Upcycling: plastic afval omzetten in mode

Rond het middaguur haalt Nacho Llorca voor de tweede keer die dag het trawlnet binnen. Met een luide plons landt de vangst op het dek van de witte kotter. Inktvis, zeebrasem, octopus uit de Middellandse Zee bij Ibiza en zelfs een paar kreeften ontbreken niet. Wie ze morgen ook op zijn bord krijgt, ze zullen waarschijnlijk niet zo lekker smaken als hij weet dat ze tussen een oud San Miguel-blikje en half vergane plastic flessen hebben gelegen. Maar de visser heeft al het afval al in een blauwe bak gegooid.
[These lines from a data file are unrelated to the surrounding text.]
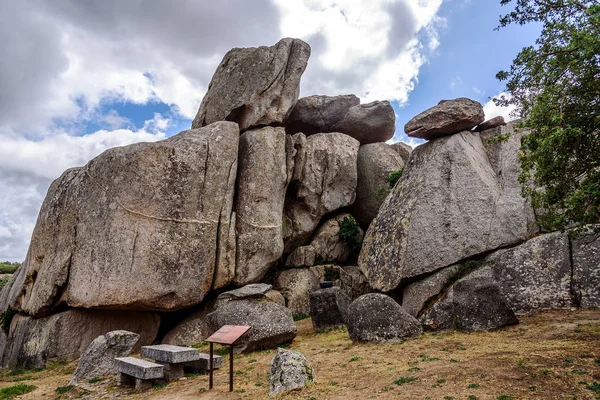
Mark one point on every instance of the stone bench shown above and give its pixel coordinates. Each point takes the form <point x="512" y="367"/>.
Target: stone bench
<point x="137" y="372"/>
<point x="172" y="358"/>
<point x="203" y="363"/>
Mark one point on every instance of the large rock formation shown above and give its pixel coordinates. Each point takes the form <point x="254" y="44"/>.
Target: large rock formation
<point x="323" y="180"/>
<point x="447" y="118"/>
<point x="128" y="239"/>
<point x="255" y="86"/>
<point x="262" y="179"/>
<point x="369" y="123"/>
<point x="458" y="197"/>
<point x="318" y="114"/>
<point x="375" y="162"/>
<point x="66" y="335"/>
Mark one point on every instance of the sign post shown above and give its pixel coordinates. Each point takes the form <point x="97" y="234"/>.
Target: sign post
<point x="228" y="335"/>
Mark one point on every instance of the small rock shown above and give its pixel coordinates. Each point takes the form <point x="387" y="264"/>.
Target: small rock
<point x="377" y="318"/>
<point x="447" y="118"/>
<point x="289" y="370"/>
<point x="98" y="359"/>
<point x="369" y="123"/>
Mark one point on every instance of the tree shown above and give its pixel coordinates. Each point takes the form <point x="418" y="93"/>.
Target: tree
<point x="555" y="86"/>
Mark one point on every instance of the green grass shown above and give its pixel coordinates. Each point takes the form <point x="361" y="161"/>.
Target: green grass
<point x="63" y="389"/>
<point x="12" y="391"/>
<point x="405" y="379"/>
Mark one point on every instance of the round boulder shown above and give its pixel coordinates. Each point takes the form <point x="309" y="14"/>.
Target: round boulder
<point x="377" y="318"/>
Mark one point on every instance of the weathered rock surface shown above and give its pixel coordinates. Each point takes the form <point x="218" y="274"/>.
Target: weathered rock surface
<point x="456" y="199"/>
<point x="489" y="124"/>
<point x="318" y="114"/>
<point x="255" y="86"/>
<point x="586" y="269"/>
<point x="98" y="359"/>
<point x="535" y="275"/>
<point x="66" y="335"/>
<point x="289" y="370"/>
<point x="296" y="285"/>
<point x="329" y="308"/>
<point x="403" y="150"/>
<point x="416" y="294"/>
<point x="473" y="303"/>
<point x="324" y="180"/>
<point x="272" y="323"/>
<point x="262" y="179"/>
<point x="447" y="118"/>
<point x="377" y="318"/>
<point x="375" y="162"/>
<point x="369" y="123"/>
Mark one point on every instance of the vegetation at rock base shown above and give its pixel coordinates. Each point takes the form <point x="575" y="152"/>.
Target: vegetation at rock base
<point x="555" y="86"/>
<point x="350" y="232"/>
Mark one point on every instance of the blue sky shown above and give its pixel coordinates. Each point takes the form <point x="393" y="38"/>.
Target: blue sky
<point x="79" y="77"/>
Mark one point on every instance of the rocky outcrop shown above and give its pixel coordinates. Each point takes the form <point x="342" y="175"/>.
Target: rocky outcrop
<point x="318" y="114"/>
<point x="296" y="285"/>
<point x="457" y="198"/>
<point x="403" y="150"/>
<point x="255" y="86"/>
<point x="447" y="118"/>
<point x="416" y="294"/>
<point x="66" y="335"/>
<point x="98" y="359"/>
<point x="489" y="124"/>
<point x="272" y="324"/>
<point x="289" y="370"/>
<point x="131" y="240"/>
<point x="473" y="303"/>
<point x="535" y="275"/>
<point x="375" y="163"/>
<point x="586" y="269"/>
<point x="376" y="318"/>
<point x="323" y="180"/>
<point x="369" y="123"/>
<point x="328" y="308"/>
<point x="259" y="201"/>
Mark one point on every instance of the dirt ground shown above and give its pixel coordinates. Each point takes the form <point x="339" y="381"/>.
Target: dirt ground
<point x="551" y="355"/>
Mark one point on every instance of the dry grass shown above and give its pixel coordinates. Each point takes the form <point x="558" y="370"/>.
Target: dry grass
<point x="552" y="355"/>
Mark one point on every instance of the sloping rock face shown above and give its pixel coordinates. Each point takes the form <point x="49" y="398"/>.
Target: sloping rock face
<point x="259" y="202"/>
<point x="98" y="359"/>
<point x="296" y="285"/>
<point x="447" y="118"/>
<point x="272" y="323"/>
<point x="474" y="303"/>
<point x="455" y="199"/>
<point x="369" y="123"/>
<point x="255" y="86"/>
<point x="323" y="180"/>
<point x="66" y="335"/>
<point x="377" y="318"/>
<point x="535" y="275"/>
<point x="586" y="269"/>
<point x="289" y="370"/>
<point x="375" y="162"/>
<point x="318" y="114"/>
<point x="131" y="240"/>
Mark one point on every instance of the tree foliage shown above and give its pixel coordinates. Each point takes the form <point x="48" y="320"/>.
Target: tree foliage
<point x="555" y="85"/>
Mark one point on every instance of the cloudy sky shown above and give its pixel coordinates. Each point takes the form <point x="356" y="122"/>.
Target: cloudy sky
<point x="78" y="77"/>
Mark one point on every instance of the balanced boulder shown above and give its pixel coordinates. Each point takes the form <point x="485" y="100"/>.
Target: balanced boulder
<point x="375" y="163"/>
<point x="447" y="118"/>
<point x="369" y="123"/>
<point x="289" y="370"/>
<point x="98" y="359"/>
<point x="318" y="114"/>
<point x="255" y="86"/>
<point x="377" y="318"/>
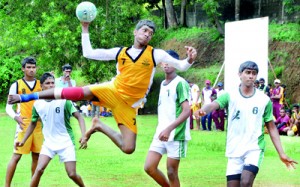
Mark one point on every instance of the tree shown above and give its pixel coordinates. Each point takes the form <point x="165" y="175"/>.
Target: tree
<point x="211" y="9"/>
<point x="171" y="16"/>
De zee is bijna tot de nok toe gevuld met tassen, PET-flessen, yoghurtbekers, luiers en alles wat er nog meer in de zee drijft. “Dat is tegenwoordig relatief weinig”, zegt Llorca, terwijl hij zijn afzakkende werkbroek omhoog trekt. “Sommige dagen krijgen we twee keer zoveel.”
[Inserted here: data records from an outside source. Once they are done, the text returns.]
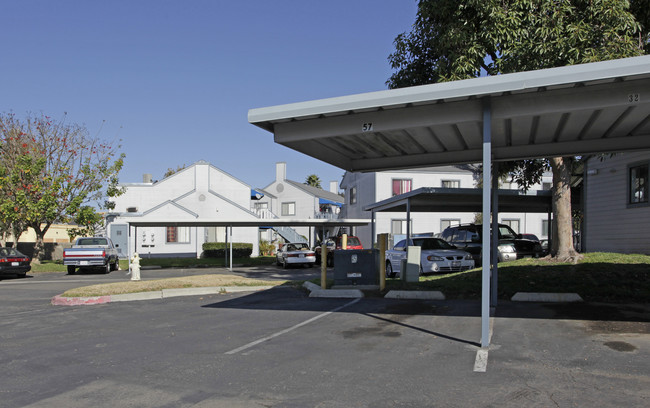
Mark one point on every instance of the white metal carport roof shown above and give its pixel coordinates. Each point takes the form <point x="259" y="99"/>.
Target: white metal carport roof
<point x="566" y="111"/>
<point x="580" y="109"/>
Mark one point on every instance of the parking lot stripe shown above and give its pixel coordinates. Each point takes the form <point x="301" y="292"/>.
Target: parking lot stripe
<point x="313" y="319"/>
<point x="480" y="364"/>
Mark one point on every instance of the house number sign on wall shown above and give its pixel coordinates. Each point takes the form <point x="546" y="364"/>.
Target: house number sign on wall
<point x="634" y="98"/>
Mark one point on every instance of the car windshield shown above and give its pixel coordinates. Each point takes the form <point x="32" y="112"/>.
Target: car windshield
<point x="353" y="241"/>
<point x="432" y="243"/>
<point x="92" y="241"/>
<point x="5" y="252"/>
<point x="506" y="233"/>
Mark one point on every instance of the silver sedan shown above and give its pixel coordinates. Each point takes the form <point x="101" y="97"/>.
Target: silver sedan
<point x="297" y="253"/>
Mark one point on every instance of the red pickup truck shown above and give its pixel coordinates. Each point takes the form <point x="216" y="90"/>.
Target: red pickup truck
<point x="336" y="243"/>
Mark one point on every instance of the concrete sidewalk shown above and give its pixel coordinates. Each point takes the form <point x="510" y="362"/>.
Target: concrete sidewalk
<point x="160" y="294"/>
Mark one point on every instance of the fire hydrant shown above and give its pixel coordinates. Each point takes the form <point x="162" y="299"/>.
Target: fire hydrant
<point x="135" y="267"/>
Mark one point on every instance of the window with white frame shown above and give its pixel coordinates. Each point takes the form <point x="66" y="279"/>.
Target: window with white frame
<point x="545" y="228"/>
<point x="289" y="208"/>
<point x="512" y="223"/>
<point x="398" y="227"/>
<point x="451" y="183"/>
<point x="178" y="235"/>
<point x="638" y="176"/>
<point x="448" y="222"/>
<point x="401" y="186"/>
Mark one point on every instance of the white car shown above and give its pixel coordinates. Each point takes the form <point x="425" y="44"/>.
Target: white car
<point x="436" y="255"/>
<point x="295" y="253"/>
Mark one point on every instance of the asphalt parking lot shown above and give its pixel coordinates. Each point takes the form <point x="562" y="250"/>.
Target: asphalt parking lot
<point x="280" y="348"/>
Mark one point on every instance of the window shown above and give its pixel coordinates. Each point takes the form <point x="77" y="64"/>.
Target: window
<point x="512" y="223"/>
<point x="398" y="227"/>
<point x="545" y="228"/>
<point x="451" y="183"/>
<point x="179" y="235"/>
<point x="353" y="195"/>
<point x="448" y="222"/>
<point x="638" y="184"/>
<point x="401" y="186"/>
<point x="288" y="208"/>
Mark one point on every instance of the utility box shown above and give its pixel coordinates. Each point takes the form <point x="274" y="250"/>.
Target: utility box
<point x="356" y="267"/>
<point x="412" y="266"/>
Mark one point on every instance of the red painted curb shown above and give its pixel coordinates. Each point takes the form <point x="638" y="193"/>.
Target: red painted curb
<point x="65" y="301"/>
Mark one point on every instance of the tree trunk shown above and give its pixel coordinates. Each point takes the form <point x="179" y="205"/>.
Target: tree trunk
<point x="39" y="246"/>
<point x="562" y="243"/>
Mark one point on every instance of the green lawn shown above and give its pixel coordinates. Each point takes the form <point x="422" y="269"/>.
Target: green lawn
<point x="604" y="277"/>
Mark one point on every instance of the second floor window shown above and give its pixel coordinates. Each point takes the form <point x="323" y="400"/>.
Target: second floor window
<point x="288" y="209"/>
<point x="451" y="183"/>
<point x="638" y="184"/>
<point x="353" y="195"/>
<point x="178" y="235"/>
<point x="401" y="186"/>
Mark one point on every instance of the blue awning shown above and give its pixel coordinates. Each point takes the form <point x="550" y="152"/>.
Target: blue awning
<point x="325" y="201"/>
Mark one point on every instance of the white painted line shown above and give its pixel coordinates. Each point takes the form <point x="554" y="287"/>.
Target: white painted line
<point x="313" y="319"/>
<point x="480" y="364"/>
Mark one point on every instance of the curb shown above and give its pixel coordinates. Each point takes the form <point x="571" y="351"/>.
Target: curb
<point x="546" y="297"/>
<point x="160" y="294"/>
<point x="406" y="294"/>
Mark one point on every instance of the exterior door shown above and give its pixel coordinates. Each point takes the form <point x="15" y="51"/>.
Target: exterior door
<point x="120" y="237"/>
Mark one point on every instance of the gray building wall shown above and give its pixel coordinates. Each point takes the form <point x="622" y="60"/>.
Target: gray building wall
<point x="611" y="223"/>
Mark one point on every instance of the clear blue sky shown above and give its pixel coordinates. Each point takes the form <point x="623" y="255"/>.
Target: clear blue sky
<point x="174" y="80"/>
Vroeger deden ze precies wat ze nu nog steeds doen met gewonde of ondermaatse vissen: ze gooiden alles gewoon terug in zee, onder het luide gekrijs van meeuwen. "Ik kan me nog herinneren dat we een paar jaar geleden de eerste videobeelden met Nacho voor onze website wilden opnemen en dat zijn twee medewerkers het afval maar geautomatiseerd over de reling gooiden", zegt Javier Goyeneche, terwijl hij zich vasthoudt aan de reling. Nacho moest haar er steeds weer aan herinneren dat alles anders was en dat plastic voortaan zou worden ingezameld. Omdat deze man uit Madrid er kleding van wilde maken.

Javier Goyeneche is de oprichter van het Spaanse modemerk Ecoalf, dat niet alleen in naam milieuvriendelijk is, maar zich vanaf het begin ten doel heeft gesteld om "echt duurzame" kleding te produceren. De 55-jarige ondernemer zegt met een flauwe glimlach dat hij nu beseft dat hij zijn leven ‘echt makkelijker’ had kunnen maken. Het keurmerk maakt uitsluitend gebruik van milieuvriendelijke materialen, zoals regeneratief katoen of houtpulp, en recycling. De truien met de huisslogan “Because there is no planet B” zijn nu gemaakt van 50 procent gerecycled katoen, de donsjacks zijn gemaakt van 100 procent gerecycled polyester, terwijl de tassen zijn gemaakt van zogenaamd Ocean Yarn . Een nylondraad gemaakt van het plastic dat vissers als Nacho Llorca zojuist uit de zee hebben gehaald.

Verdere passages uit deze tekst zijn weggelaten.